We acknowledge that slice removal may raise concerns regarding artificial inflation of segmentation metrics. To mitigate this risk, improvements were additionally evaluated through paired comparisons on identical retained slices (Section 3.2), ensuring that reported gains reflect increased segmentation stability rather than post-hoc exclusion of difficult cases.

Importantly, these gains are achieved without modifying the segmentation architecture or increasing computational complexity. The approach, therefore, shifts the emphasis from model-centric optimization to data-centric algorithmic curation, which is particularly relevant for heterogeneous clinical datasets.

Although the present study focuses on cardiac MRI and the ViTUNeT architecture, the proposed preprocessing and quality-aware filtering framework is formulated independently of architecture-specific modifications. However, broader empirical validation across additional datasets and segmentation backbones is required to fully establish generalizability beyond the evaluated experimental setting.

From a deployment perspective, the computational overhead remains compatible with routine clinical workflows. Under GPU execution (batch size = 8), the complete process—including enhancement, YOLO inference, slice-quality classification, and segmentation—achieves approximately 54 slices per second. As a typical short-axis cardiac MRI study contains 10–20 slices, full quality assessment and segmentation can be completed within a few seconds, supporting real-time quality control without meaningful workflow disruption.

5. Conclusions

This work demonstrates that data quality constitutes a primary limiting factor in deep learning-based segmentation of cardiac MRI, even when using advanced architectures such as ViTUNeT. The results show that suboptimal performance does not necessarily originate from insufficient model capacity, but rather from heterogeneous and unreliable input data that hinder effective learning and inference.

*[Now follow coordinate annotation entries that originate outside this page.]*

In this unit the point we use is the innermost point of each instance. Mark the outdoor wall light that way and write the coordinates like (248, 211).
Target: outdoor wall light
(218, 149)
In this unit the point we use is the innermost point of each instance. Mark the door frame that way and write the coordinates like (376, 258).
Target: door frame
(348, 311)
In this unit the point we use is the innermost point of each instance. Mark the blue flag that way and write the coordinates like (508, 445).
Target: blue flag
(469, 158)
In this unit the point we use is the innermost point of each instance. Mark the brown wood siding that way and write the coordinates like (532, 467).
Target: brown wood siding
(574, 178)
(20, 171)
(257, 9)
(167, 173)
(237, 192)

To address this limitation, we proposed a quality-aware, data-centric preprocessing algorithm that operates prior to segmentation. The method combines a lightweight visual enhancement stage with an automatic slice-quality filtering mechanism. Anatomically meaningful attributes are extracted using a YOLOv11-based detector and subsequently exploited by a supervised machine learning classifier to identify and discard unreliable slices before segmentation. This design decouples data curation from the segmentation model itself and allows quality control to be treated as an independent algorithmic component.

Experimental results confirm that the proposed approach leads to statistically significant and consistent improvements in segmentation accuracy, particularly in anatomically complex regions such as the trabecular myocardium. Importantly, these gains are achieved without modifying the segmentation architecture or increasing its computational complexity, highlighting the effectiveness of algorithmic data curation over model-centric optimization strategies.

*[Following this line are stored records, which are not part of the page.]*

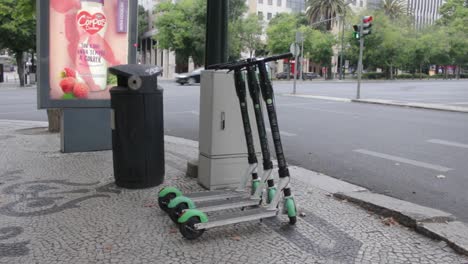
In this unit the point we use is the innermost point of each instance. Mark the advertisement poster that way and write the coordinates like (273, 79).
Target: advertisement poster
(86, 37)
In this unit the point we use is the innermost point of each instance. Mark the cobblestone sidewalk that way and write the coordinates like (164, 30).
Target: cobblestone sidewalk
(64, 208)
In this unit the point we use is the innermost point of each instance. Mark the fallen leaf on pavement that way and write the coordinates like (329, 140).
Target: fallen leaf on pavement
(150, 204)
(108, 247)
(390, 221)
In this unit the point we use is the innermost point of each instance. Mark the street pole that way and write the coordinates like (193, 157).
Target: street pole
(342, 46)
(302, 56)
(216, 48)
(295, 75)
(361, 47)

Although the present validation focuses on short-axis cardiac MRI and LVNC-related segmentation tasks using the ViTUNeT architecture, the proposed preprocessing and quality-aware filtering framework is designed independently of architecture-specific modifications. However, empirical validation has so far been limited to a single in-house dataset and one segmentation backbone. The anatomical attributes and quality labels employed in this study are specific to left ventricular structures, and direct transfer to other anatomies or imaging modalities would require retraining the detection and classification components. Therefore, broader evaluation across additional datasets and alternative segmentation architectures is necessary to fully establish generalizability beyond the current experimental setting. Exploring such extensions constitutes an important direction for future research.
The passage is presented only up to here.